Another fascinating result arises when we consider higher order derivatives. We found that the derivative of $y = \left ( \begin{matrix} a \\ b \end{matrix} \right )$ is given by $y’ = \mathbf{M}_{\text{diff}} \left ( \begin{matrix} a \\ b \end{matrix} \right ) = \left ( \begin{matrix} a-b \\ a+b \end{matrix} \right )$ with $\mathbf{M}_{\text{diff}} = \left ( \begin{matrix} 1 & -1 \\ 1 & 1 \end{matrix} \right )$. If we now want to find the second derivative of $y$, which in turn is the first derivative of $y’$, we only need to use $\mathbf{M}_{\text{diff}}$ to differentiate $y’$ as follows:
\begin{equation*}
y” = {\mathbf{M}_{\text{diff}}} y’ = {\mathbf{M}_{\text{diff}} \mathbf{M}_{\text{diff}}} y
\end{equation*}
which leads to $y” = {\mathbf{M}^{2}_{\text{diff}}} y$. Following a similar inductive argument, we can conclude that the $n$th derivative of $y$ will be given by $y^{(n)} = {\mathbf{M}^{n}_{\text{diff}}} y$. So if we raise $\mathbf{M}_{\text{diff}}$ to the power of $n$ we construct a matrix that calculates the $n$th derivative of any member of our family of functions!
Beyond the punchline
These ideas can be extended to higher dimensions as long as we define a family of functions that is closed under differentiation and integration. For example, $y = a\sin x + b \cos x + c e^{x}$ is composed of three components and forms a function space which is closed under differentiation and integration. As this is a 3-dimensional space, its differentiating and integrating matrices are $3 \times 3$. And we don’t have to stop here. Think of $y = a\sin x + b \cos x + c e^{x} + de^{x}\sin x + fe^{x}\cos x$ — note that I used $f$ instead of $e$ to avoid confusion with $e^{x}$.
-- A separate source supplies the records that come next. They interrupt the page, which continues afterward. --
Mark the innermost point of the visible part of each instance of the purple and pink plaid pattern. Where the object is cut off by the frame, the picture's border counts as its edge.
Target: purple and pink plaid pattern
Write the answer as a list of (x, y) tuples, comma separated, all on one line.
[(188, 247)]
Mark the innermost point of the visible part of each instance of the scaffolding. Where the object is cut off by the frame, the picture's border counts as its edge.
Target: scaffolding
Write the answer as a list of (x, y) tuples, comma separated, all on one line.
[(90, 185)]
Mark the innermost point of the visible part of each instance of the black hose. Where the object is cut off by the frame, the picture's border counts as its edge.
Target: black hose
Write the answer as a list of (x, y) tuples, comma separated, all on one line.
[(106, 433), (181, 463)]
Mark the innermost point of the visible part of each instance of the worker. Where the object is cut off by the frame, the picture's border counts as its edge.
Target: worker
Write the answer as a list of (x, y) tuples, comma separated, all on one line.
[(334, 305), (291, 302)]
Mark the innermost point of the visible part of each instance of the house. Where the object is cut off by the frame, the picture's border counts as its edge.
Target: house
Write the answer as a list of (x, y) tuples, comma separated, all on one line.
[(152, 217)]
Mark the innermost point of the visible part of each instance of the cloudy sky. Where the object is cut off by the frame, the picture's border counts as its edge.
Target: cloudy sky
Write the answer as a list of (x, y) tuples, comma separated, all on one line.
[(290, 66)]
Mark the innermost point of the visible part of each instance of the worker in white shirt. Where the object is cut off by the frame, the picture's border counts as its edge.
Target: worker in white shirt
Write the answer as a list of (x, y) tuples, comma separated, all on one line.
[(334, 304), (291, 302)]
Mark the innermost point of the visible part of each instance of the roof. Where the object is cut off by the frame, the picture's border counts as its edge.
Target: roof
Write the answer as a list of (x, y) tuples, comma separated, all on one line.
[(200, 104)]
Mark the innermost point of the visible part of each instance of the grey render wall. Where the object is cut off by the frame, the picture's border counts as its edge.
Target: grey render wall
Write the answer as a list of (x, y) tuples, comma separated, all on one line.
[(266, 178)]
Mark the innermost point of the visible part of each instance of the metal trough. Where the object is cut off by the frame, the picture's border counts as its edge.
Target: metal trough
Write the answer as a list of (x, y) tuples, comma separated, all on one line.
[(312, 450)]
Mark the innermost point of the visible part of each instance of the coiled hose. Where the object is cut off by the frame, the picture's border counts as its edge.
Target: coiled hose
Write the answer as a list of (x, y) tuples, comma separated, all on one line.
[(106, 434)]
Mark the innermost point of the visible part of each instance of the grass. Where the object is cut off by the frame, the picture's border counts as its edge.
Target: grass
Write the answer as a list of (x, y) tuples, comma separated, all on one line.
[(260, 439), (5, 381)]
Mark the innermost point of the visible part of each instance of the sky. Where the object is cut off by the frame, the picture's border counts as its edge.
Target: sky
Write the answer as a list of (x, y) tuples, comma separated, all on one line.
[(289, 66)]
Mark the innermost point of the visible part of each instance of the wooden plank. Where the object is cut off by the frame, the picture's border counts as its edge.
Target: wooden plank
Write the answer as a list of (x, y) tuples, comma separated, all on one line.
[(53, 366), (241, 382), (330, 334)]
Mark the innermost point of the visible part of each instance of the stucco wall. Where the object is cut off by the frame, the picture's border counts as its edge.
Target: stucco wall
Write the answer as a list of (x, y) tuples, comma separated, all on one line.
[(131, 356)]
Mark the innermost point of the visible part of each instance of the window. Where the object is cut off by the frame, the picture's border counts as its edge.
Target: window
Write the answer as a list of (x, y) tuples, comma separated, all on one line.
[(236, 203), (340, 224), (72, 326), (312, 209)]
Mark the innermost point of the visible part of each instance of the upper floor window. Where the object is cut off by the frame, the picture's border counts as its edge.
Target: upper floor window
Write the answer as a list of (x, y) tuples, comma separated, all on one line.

The connection between inverse operations and inverse matrices suggests that, given a function space closed under differentiation, the differentiating matrix will unfailingly render an inverse matrix that represents integration. However, this is not always the case. Consider the family of functions defined by $y = a +bx$. If we re-write $y$ as $y = ax^{0} + bx^{1}$, we can use vector notation to represent $y$ as $y = \left ( \begin{matrix} a \\ b \end{matrix} \right )$. This function space is closed under differentiation since $y’ = b = bx^{0} + 0x^{1} = \left ( \begin{matrix} b \\ 0 \end{matrix} \right )$ and hence $y’$ belongs to the function space. The differentiating matrix is therefore given by $\mathbf{M}_{\text{diff}} = \left ( \begin{matrix} 0 & 1 \\ 0 & 0 \end{matrix} \right )$. Since $\det {\mathbf{M}_{\text{diff}}} = 0$, $\mathbf{M}_{\text{diff}}$ has no inverse. Does that mean that it is not possible to integrate $y$? Of course not; we know how to integrate this function and the integral is $\int (a+bx) \d x=ax+\frac{1}{2}b{x}^{2}(+C)$. So why does $\mathbf{M}_{\text{diff}}$ have no inverse? Integration adds a quadratic term which is not a component of our family of functions. Therefore our function space is not closed under integration, i.e. integration generates a function that is outside our family of functions. As a result, $\mathbf{M}_{\text{diff}}$ is non-invertible. If $\mathbf{M}_{\text{diff}}$ had an inverse then that would be the integrating matrix and hence the function space would be closed under integration, which is not the case.
We have re-invented the 2D space as a function space. In our new construct, vectors represent functions and we can find matrix transformations that map functions to their derivatives and vice versa. Inherent properties of invertibility are preserved and we can even extend all these concepts to higher dimensions. Function space appears in various areas of mathematics from set theory to topology, but this particular use of matrices is not that well known. This seems the right place to profess our debt to Prof. FEA Johnson who teaches this topic at UCL.
I wonder if this more abstract approach to the Cartesian plane would be of any use in urban planning. Perhaps coordinate pairs could represent subjective qualities such as excitement and joy instead of addresses. Just imagine what Manhattan would look like.